(download the PDF index to this book here)
The first impression of John Coulter’s book ‘Norwood Past’ is that it is an extremely well produced and researched record of the past 250 years of life in Norwood, and is an admirable companion to Alan Warwick’s ‘Phoenix Suburb’ which, although written in 1972 and revised in 1982 by the Norwood Society, is still essential reading for anyone with a Norwood interest. Coulter’s book follows very similar chronological lines but has much more detail on the famous and infamous personalities of the day which is supported by dozens of excellent prints and illustrations which have not appeared before.
He describes the development of Norwood as at first due to the rich and powerful wanting an escape from the City of London - and apparently always with their mistresses in mind! Then the rapid change after the Enclosure Acts from around 1800 onwards started the desire for a ’Villa with a view’ from Norwood’s high ridges that gave the economic pressure for development. He then describes with feeling the many splendid houses, so many of which have been lost in recent years. Of particular interest are the details of the cluster of houses that formed the hamlet of ‘Cupgate’ or ‘Copgate’ along the line of Beulah Hill from Gibsons Hill to Biggin Hill.
When describing the Vicar of All Saints’ in 1856 and the contempt with which he treated a campaign against All Saints’ School, he says ‘the old school house survived until one of the Watson’s more philistine successors found an excuse to destroy it.’ It would have been interesting if he could have expanded on this. As far as is known a remaining part of the school, part of which was the headmaster’s house, was still in use in the 1960’s as two classrooms. It was in fact in one of these that Alan Warwick gave the first Norwood Society lecture on ‘The history of Upper Norwood’. They were demolished in the 1970’s by Croydon Council after the Norwood Society had fought a long battle for their repair and retention, even to the extent of offering to pay for the necessary remedial work and presenting this offer at a meeting of Croydon’s Education Committee – but to no avail.
When discussing Norwood New Town Coulter disagrees with the view that New Town was built to house the workers building Crystal Palace. His evidence is that roads had been laid out some 4 years before the Palace came to Norwood. Many of the stories about New Town are without doubt colourful and exaggerated, but it remains more than likely the most of the houses were occupied by the Palace workers.
Coulter does include some personal views, not all of them complimentary, about the Norwood Society. Certainly many of the mansions in the area were lost to developers, but the Society put up a fight to retain the best of them, and took a leading role in setting up Conservation Areas to give additional protection – St Valery in Beulah Hill is one mansion that survived through the successful efforts of the Society against strong pressure from developers.
‘Norwood Past’ by John Coulter is a stunning display both of new research and fascinating photographs never reproduced before.
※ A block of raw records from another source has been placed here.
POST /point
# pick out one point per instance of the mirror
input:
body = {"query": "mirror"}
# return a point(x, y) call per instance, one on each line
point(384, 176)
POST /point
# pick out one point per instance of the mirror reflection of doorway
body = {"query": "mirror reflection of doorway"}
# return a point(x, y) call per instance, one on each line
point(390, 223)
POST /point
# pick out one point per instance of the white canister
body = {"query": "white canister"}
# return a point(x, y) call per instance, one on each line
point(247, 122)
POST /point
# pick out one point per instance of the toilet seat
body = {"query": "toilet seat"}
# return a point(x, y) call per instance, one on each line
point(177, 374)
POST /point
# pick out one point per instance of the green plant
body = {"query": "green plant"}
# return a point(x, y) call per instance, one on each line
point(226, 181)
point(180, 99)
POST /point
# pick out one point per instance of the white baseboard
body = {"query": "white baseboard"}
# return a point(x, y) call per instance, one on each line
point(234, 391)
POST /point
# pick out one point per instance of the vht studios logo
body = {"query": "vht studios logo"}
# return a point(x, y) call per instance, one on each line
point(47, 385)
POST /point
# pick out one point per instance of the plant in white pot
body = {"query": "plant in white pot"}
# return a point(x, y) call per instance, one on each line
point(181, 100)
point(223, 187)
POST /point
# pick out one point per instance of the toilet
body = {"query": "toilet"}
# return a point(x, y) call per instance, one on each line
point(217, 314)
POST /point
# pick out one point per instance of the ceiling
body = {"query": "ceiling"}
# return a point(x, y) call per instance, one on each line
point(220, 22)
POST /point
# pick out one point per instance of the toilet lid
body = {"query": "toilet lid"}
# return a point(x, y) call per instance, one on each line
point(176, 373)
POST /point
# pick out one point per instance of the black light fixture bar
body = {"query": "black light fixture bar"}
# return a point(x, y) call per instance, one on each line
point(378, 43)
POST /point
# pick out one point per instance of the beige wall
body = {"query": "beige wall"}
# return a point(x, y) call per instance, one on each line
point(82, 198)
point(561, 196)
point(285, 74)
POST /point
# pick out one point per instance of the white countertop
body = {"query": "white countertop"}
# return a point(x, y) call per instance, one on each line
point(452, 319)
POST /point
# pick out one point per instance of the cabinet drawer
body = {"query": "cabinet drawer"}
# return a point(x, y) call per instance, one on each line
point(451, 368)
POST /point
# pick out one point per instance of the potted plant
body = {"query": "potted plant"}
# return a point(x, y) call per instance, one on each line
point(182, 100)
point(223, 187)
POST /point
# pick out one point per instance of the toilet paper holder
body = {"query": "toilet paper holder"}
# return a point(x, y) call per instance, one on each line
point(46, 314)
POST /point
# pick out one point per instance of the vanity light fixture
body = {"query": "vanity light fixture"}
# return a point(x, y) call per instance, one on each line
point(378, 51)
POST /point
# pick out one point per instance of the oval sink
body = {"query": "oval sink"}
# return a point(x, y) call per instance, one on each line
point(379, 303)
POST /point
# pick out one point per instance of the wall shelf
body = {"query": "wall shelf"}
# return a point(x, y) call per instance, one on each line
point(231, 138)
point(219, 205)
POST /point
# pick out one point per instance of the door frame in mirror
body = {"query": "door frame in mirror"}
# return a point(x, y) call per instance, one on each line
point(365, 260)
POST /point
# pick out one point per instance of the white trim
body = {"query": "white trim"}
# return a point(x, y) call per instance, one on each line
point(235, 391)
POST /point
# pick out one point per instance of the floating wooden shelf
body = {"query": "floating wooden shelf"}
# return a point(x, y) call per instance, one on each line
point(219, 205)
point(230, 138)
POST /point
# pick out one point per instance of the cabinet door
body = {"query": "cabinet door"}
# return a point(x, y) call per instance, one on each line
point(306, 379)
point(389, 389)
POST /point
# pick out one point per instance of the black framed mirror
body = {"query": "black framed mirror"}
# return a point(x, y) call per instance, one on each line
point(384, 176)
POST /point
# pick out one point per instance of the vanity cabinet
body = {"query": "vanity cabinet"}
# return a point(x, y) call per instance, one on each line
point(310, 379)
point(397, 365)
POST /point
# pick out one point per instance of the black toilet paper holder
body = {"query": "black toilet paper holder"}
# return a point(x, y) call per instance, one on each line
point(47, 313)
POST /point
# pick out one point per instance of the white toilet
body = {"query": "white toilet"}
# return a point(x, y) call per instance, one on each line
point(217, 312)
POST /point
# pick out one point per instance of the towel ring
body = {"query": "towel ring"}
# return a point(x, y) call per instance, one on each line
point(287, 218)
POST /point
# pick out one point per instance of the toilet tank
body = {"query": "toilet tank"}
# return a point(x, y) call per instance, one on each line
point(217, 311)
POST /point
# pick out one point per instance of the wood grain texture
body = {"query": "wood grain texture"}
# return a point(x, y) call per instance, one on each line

The existence of over half of them would not be known to most people. The cover, for example, is a hitherto unknown engraving of the Crystal Palace at Sydenham in 1854, showing the White Hart on one side and the Royal Crystal Palace Hotel at the other. But one should add that he has not taken the easy way out and devoted half his book to the already well-covered Palace: his book is almost exclusively about the three Norwood suburbs.
Early Norwood is researched just as extensively as later periods, and he advances a new and convincing theory about the location of Lord Thurlow’s house somewhere near Knights Hill. Fascinating details follow about the public and private lives of other eminent people who lived in Norwood. A whole chaper about Mary Nesbit, whose 18th century Norwood House still survives off Central Hill, adds much to the often-quoted chapter about her in Alan Warwick’s ‘The Phoenix Suburb’.
The book jacket curiously tells us nothing about the author, which is a missed opportunity. Though he may be known to some as a senior librarian at Lewisham Local History Library, he has also been a long-standing Norwood resident. In the book, he is tactful in demolishing some of the misstatements or incorrect views of previous historians, but less so in some rather critical and perhaps undeserved comments about the Norwood Society. Coulter’s writing style is particularly attractive, with vivid metaphors and many a skilful turn of phrase. While his grasp of 18th and 19th century English literature is equally imposing, one wonders whether a local history book is the right place to mention casually people like Junius or La Rochfoucauld as people with whom we would all be familiar – many will not be. But that is a minor blemish on an otherwise very attractive and interesting book.